È la decisione di attuare senza indugio le istanze della Parola, la prontezza a giocare la vita su ciò che la Parola mi ha manifestato.

Ascoltare col cuore è aderire interiormente, lasciandosi convertire dalla Parola; è obbedire fidandosi totalmente, come un bambino che si abbandona alle braccia della mamma e si lascia portare da lei.

È un ascolto operoso. Spesso nella Bibbia l'"ascoltare" è congiunto col "mettere in pratica". Es.: "Ora, dunque, Israele, ascolta le leggi e le norme che io vi insegno perché le mettiate in pratica, perché viviate" (Dt. 4,1).
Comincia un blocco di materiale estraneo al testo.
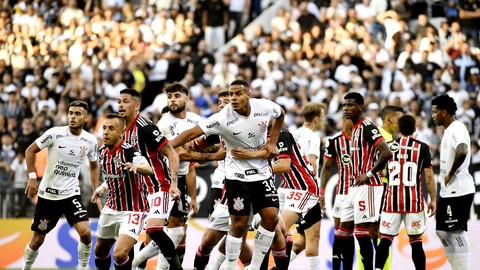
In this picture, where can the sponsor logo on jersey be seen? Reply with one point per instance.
(43, 225)
(213, 124)
(238, 204)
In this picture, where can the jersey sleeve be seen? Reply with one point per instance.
(372, 134)
(426, 155)
(330, 152)
(153, 137)
(46, 139)
(284, 145)
(212, 126)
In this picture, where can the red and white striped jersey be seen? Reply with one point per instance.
(363, 150)
(299, 176)
(126, 190)
(338, 148)
(405, 192)
(144, 135)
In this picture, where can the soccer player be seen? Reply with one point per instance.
(300, 198)
(457, 187)
(368, 154)
(249, 183)
(337, 149)
(59, 191)
(121, 220)
(309, 142)
(218, 221)
(162, 185)
(404, 197)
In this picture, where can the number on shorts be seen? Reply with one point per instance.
(77, 203)
(294, 195)
(157, 201)
(269, 185)
(134, 219)
(449, 211)
(361, 205)
(409, 174)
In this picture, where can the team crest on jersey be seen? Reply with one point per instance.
(345, 158)
(238, 204)
(263, 126)
(394, 146)
(83, 151)
(43, 225)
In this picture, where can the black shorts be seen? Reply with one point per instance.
(453, 213)
(180, 208)
(241, 196)
(48, 212)
(215, 197)
(313, 216)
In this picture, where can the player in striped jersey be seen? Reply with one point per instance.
(121, 220)
(337, 149)
(161, 186)
(363, 200)
(404, 198)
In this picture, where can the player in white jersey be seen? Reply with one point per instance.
(309, 141)
(456, 184)
(172, 123)
(249, 183)
(59, 190)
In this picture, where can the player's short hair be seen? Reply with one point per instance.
(176, 87)
(406, 124)
(355, 96)
(241, 82)
(79, 103)
(120, 118)
(311, 110)
(132, 92)
(389, 110)
(445, 102)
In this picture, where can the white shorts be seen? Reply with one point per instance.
(338, 205)
(362, 204)
(160, 205)
(414, 223)
(112, 223)
(219, 219)
(299, 201)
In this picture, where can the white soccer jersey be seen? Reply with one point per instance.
(308, 140)
(171, 127)
(244, 132)
(462, 182)
(66, 153)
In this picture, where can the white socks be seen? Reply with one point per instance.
(456, 248)
(149, 251)
(217, 262)
(176, 234)
(83, 255)
(261, 244)
(29, 256)
(313, 262)
(233, 247)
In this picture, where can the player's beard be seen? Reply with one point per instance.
(180, 108)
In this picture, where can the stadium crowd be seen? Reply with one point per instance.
(54, 52)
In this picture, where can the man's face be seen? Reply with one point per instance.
(394, 120)
(112, 132)
(77, 116)
(239, 96)
(128, 106)
(177, 102)
(223, 101)
(351, 109)
(438, 116)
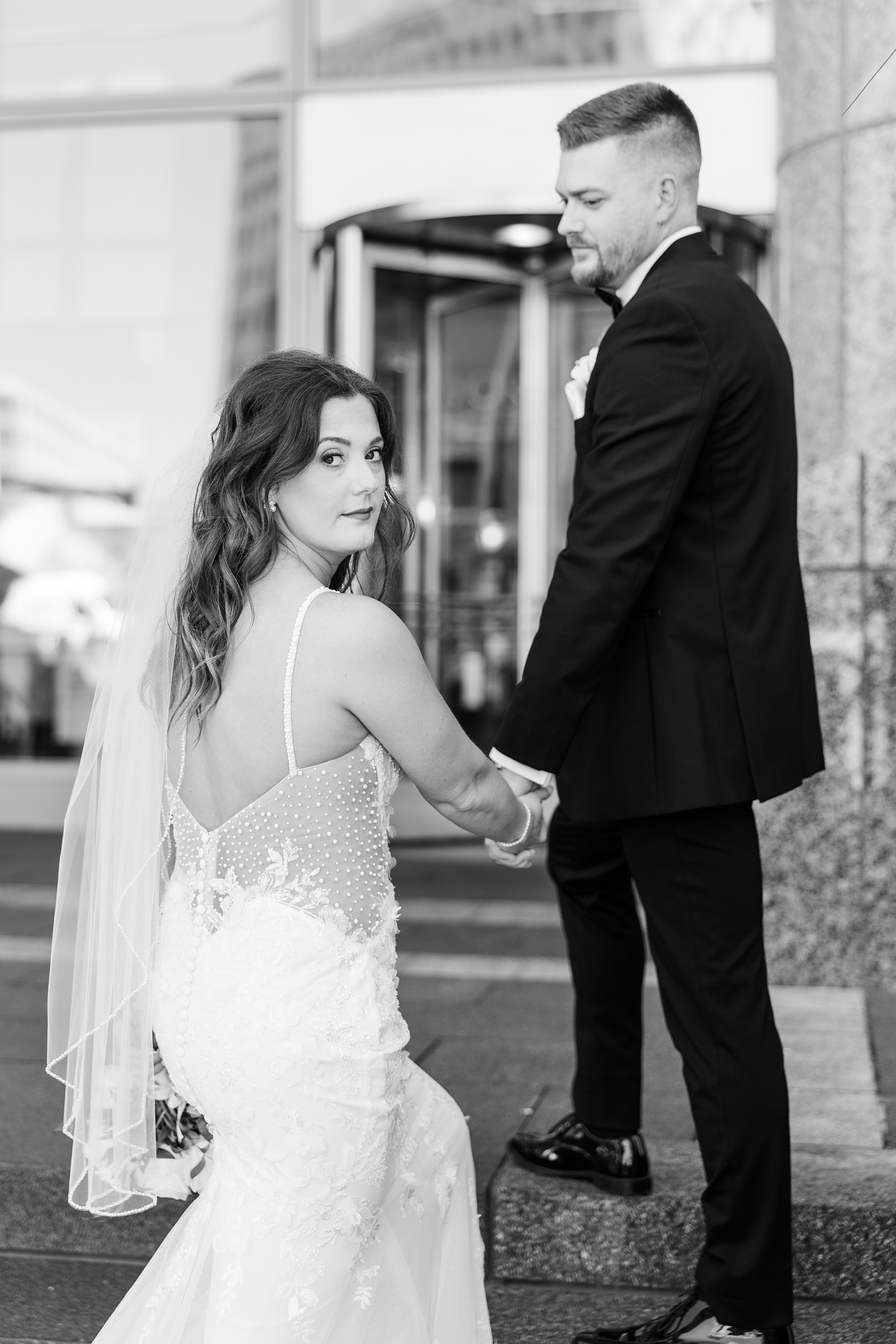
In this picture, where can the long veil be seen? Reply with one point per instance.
(112, 873)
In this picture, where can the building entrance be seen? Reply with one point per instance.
(473, 340)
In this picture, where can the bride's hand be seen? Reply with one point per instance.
(533, 800)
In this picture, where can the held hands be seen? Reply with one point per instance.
(533, 799)
(581, 375)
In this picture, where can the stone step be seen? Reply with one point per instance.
(553, 1230)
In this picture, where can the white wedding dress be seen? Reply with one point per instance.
(342, 1206)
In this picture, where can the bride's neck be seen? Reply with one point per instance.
(296, 553)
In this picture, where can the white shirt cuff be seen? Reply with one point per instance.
(542, 777)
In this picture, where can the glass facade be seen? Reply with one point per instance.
(122, 312)
(144, 262)
(77, 50)
(358, 39)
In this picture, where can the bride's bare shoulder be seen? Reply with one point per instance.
(359, 625)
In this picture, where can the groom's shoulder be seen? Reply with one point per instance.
(705, 294)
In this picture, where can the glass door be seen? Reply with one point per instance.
(472, 470)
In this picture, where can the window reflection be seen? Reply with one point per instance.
(362, 38)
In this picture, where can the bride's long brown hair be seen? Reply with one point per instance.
(268, 432)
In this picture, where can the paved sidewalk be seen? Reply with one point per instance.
(488, 1002)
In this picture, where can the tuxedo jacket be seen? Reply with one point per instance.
(672, 667)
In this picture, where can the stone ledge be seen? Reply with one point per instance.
(566, 1232)
(35, 1216)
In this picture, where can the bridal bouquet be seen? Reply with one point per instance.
(183, 1160)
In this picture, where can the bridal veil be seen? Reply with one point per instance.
(112, 869)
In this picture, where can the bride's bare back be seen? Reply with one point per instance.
(358, 668)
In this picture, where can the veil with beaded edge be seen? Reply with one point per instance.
(112, 873)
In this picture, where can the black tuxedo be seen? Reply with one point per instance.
(672, 665)
(671, 683)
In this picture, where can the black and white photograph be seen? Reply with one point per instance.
(448, 673)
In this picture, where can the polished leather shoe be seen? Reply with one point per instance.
(617, 1165)
(688, 1320)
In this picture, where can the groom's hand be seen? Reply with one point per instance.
(519, 784)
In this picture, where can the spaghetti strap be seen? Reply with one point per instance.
(288, 683)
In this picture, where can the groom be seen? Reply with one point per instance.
(670, 686)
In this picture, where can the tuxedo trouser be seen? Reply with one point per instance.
(699, 878)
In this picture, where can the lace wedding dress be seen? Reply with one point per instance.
(342, 1206)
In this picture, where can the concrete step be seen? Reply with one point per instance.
(553, 1314)
(60, 1300)
(566, 1232)
(35, 1218)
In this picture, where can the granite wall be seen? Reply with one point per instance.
(829, 848)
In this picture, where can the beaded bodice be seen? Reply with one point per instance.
(316, 842)
(317, 839)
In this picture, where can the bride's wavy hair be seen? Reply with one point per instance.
(268, 432)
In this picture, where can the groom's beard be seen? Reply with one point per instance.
(607, 265)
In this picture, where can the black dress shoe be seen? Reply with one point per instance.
(618, 1165)
(689, 1319)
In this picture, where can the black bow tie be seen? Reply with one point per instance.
(610, 299)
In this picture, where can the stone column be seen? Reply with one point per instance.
(837, 221)
(829, 847)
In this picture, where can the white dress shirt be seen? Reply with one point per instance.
(627, 292)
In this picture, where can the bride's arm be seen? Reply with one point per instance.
(383, 682)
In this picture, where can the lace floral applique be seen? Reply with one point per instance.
(445, 1180)
(364, 1289)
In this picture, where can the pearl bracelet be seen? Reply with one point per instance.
(512, 845)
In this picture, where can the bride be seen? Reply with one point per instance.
(226, 885)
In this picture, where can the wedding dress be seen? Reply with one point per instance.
(342, 1205)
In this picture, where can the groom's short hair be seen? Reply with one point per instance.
(634, 111)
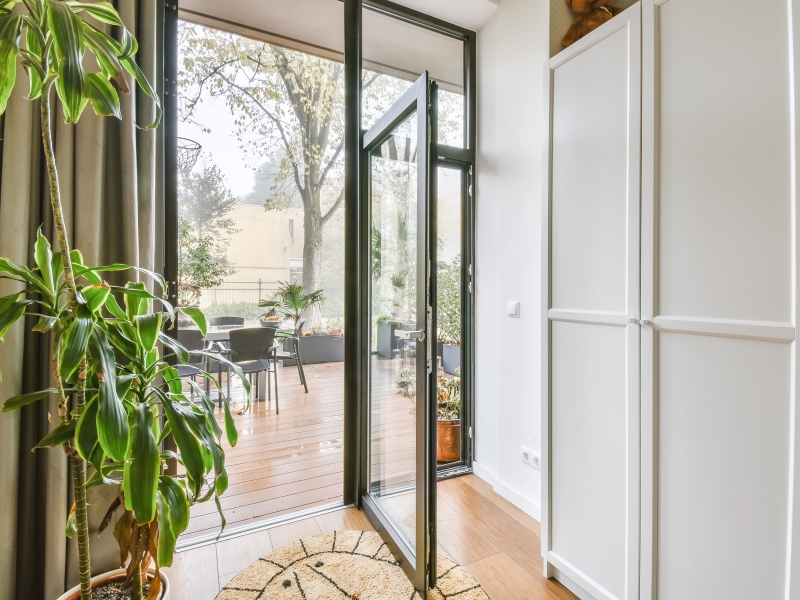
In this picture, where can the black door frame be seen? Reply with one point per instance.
(357, 236)
(356, 228)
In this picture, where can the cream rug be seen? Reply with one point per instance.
(342, 565)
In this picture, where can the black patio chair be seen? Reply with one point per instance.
(294, 352)
(226, 322)
(251, 350)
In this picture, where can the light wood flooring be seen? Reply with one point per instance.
(495, 541)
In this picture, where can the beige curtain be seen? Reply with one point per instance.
(108, 174)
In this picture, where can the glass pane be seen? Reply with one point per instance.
(448, 316)
(393, 267)
(395, 53)
(248, 227)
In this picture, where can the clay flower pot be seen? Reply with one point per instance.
(75, 593)
(448, 440)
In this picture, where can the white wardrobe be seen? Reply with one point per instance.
(671, 458)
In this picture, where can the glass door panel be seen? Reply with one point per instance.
(399, 492)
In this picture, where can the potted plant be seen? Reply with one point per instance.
(292, 301)
(448, 314)
(448, 417)
(113, 385)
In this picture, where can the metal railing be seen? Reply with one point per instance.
(239, 291)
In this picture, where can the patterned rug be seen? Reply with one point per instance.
(342, 565)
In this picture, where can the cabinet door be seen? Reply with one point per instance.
(591, 496)
(719, 277)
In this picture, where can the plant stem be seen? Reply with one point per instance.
(55, 199)
(77, 465)
(82, 523)
(136, 583)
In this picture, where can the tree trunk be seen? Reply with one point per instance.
(312, 257)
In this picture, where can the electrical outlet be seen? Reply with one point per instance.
(531, 458)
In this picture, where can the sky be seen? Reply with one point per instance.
(220, 147)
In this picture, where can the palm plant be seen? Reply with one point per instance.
(292, 301)
(113, 385)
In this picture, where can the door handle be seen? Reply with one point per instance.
(410, 335)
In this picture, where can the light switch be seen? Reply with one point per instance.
(513, 309)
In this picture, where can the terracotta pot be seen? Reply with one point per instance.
(448, 440)
(75, 593)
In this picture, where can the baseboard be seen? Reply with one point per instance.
(571, 585)
(507, 492)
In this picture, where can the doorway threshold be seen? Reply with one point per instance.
(234, 532)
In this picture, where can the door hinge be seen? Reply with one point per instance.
(430, 337)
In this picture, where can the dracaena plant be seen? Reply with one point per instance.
(128, 399)
(113, 386)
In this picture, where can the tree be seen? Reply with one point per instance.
(283, 101)
(204, 230)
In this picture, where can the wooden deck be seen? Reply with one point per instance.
(293, 461)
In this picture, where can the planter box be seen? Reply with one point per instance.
(451, 358)
(386, 339)
(316, 349)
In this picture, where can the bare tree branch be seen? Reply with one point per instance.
(333, 208)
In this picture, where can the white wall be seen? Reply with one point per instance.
(512, 48)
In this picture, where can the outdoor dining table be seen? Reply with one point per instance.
(215, 334)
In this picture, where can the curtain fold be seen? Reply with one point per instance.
(108, 173)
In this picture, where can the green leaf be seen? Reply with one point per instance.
(223, 521)
(102, 95)
(23, 272)
(45, 324)
(141, 465)
(59, 435)
(33, 46)
(112, 422)
(120, 341)
(10, 30)
(65, 27)
(197, 423)
(196, 315)
(124, 384)
(16, 402)
(114, 308)
(174, 507)
(181, 352)
(75, 341)
(96, 295)
(187, 444)
(44, 259)
(10, 315)
(86, 431)
(148, 328)
(166, 539)
(230, 427)
(78, 268)
(107, 51)
(102, 11)
(173, 379)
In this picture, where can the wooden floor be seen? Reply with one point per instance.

D'altra parte, nella lingua ebraica non esiste propriamente il verbo "ubbidire", ma è incluso nel verbo "ascoltare" e ne specifica il vero significato. È nota l'esortazione di San Giacomo (1, 22): "Siate di quelli che mettono in pratica la Parola e non soltanto ascoltatori, illudendo voi stessi". Il rischio reale e tragico è che la Parola, una volta concepita dentro di noi (attraverso l'ascolto- la meditazione- la preghiera), venga "abortita". Come il seme che, accolto dal terreno, germoglia e comincia a crescere, ma non arriva a maturazione e non fruttifica (cfr. Mt. 13, 20- 22). D'altra parte, il Vangelo si comprende nella misura in cui si vive. "Io interpreto le Scritture con la mia vita" (San Nilo).

Ha ragione San Giovanni Crisostomo quando scrive: "La S. Scrittura non ci è stata data solo per conservarla nei libri, ma per impastarne i nostri cuori" e impregnare e trasformare quindi la nostra vita. Quando poi la vita è trasformata dal Vangelo, diventa il Vangelo più convincente e credibile.

In tal modo la parola di Dio può invadere gradualmente ogni ambito della nostra vita con la sua luce e col suo calore, provocando una vera rivoluzione d'amore nella nostra esistenza personale e attorno a noi. Diventa, cioè, a poco a poco, il primo attore e il vero protagonista nel nostro cammino. "Come si può affrontare la vita spirituale senza respirare la Parola giorno e notte?" (San Giovanni Crisostomo).

"È tensione della mia vita vivere sempre la Parola, essere la Parola, la Parola di Dio. L'amo tanto che desidererei arrivare al punto che, se mi chiedessero: "Ma tu, chi sei?", vorrei rispondere: Parola di Dio" (Chiara Lubich).

Posso decidere, da oggi, di ripartire dalla Messa domenicale con una o più parole di Gesù ben accolte e radicate nel cuore, con l'impegno serio di richiamarle ogni giorno e permettere così a Gesù di ridirmele in modo nuovo. Proverò a metterle in pratica. Alla sera potrò ricordare quante volte mi è accaduto.

"Le tue Scritture siano la mia casta gioia" (S. Agostino).